Written by Dan Heymann
(Copyright to Heymann/Cohen/Cohen/Fox)

I knew a man who lived in fear
It was huge, it was angry, it was drawing near
Behind his house, a secret place
Was the shadow of the demon he could never face
He built a wall of steel and flame
And men with guns, to keep it tame
Then standing back, he made it plain
That the nightmare would never ever rise again
But the fear and the fire and the guns remain

It doesn’t matter now
It’s over anyhow
He tells the world that it’s sleeping
But as the night came round
I heard its lonely sound
It wasn’t roaring, it was weeping

And then one day the neighbors came
They were curious to know about the smoke and flame
They stood around outside the wall
But of course there was nothing to be heard at all
“My friends,” he said, “We’ve reached our goal
The threat is under firm control
As long as peace and order reign
I’ll be damned if I can see a reason to explain
Why the fear and the fire and the guns remain”

By this time maybe you’re still puzzled on what those lines really mean.

The man” referred to in the Weeping lyrics is the late P. W. Botha, one of the last white leaders of South Africa before the end of the Apartheid regime; the “demon he could never face” in the Weeping lyrics refers to the aspirations of the oppressed majority, while the Weeping lyrics also refer to the “neighbors“,  literally the journalists from other countries who were monitoring the situation in South Africa.

I guess, that is enough for you to fully understand the real meaning of the song. there’s no other complications really, aside from the metaphorical issues stated above.
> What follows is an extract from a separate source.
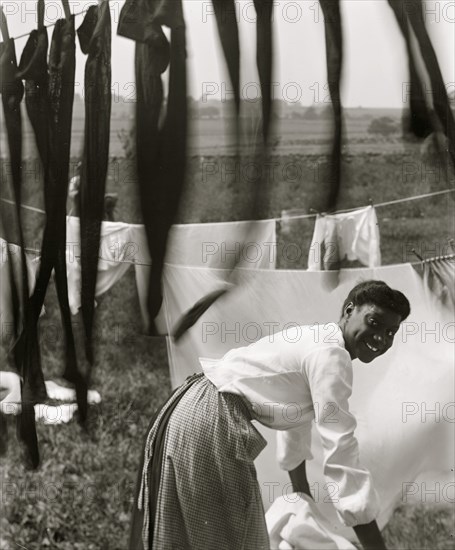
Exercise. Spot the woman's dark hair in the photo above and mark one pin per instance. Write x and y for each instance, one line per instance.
(380, 294)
Now re-read the lyrics and discover how beautiful it is, and fully understand why this song made me cry.

What touched me most is the chorus. wahuhu. what a good irony to call the aspirations of the oppressed majority a “monster” — a monster that the man tamed with guns and chaos, a monster that was caged in oblivion, a monster that were never heard roaring but weeping. These lines made me feel.. how should i say it.. touched me deeply. the first time i listened to this song, it reminded me of those who have been forced to the darkness of oppression, and forced to feel the pain of discrimination. and this sad truth is the reality they [even we] can’t escape.